Four months later, Snapchat dismissed the potential security problem in response to another statement on the GibsonSec website, this one published Christmas Eve. The security company had said the issue hadn't been resolved.
"Theoretically, if someone were able to upload a huge set of phone numbers, like every number in an area code, or every possible number in the U.S., they could create a database of the results and match usernames to phone numbers that way," the company wrote in a blog post shortly after Christmas. Without going into further detail, it added: "We recently added additional counter-measures and continue to make improvements to combat spam and abuse."
It didn't work.
On Wednesday, a website called SnapchatDB.info (currently down) claimed it was offering files with 4.6 million pairs of Snapchat names and phone numbers for anyone to download. The last two digits of each number and the last half of each user name were blurred out, but the unknown hackers behind the site stated that they would offer the entire database to interested parties "[u]nder certain circumstances."

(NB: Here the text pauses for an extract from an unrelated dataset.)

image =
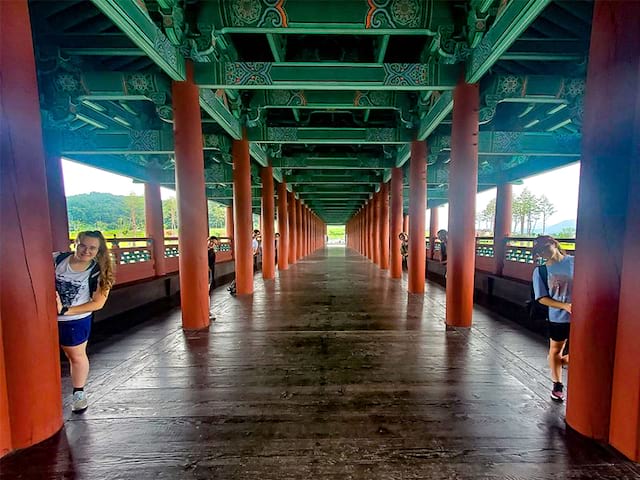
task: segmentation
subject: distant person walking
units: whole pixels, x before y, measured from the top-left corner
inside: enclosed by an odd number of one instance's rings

Snapchat has not responded to a request from HuffPost for comment on SnapchatDB.
"This information was acquired through the recently patched Snapchat exploit and is being shared with the public to raise awareness on the issue," the anonymous hackers wrote on SnapchatDB. "The company was too reluctant at patching the exploit until they knew it was too late and companies that we trust with our information should be more careful when dealing with it."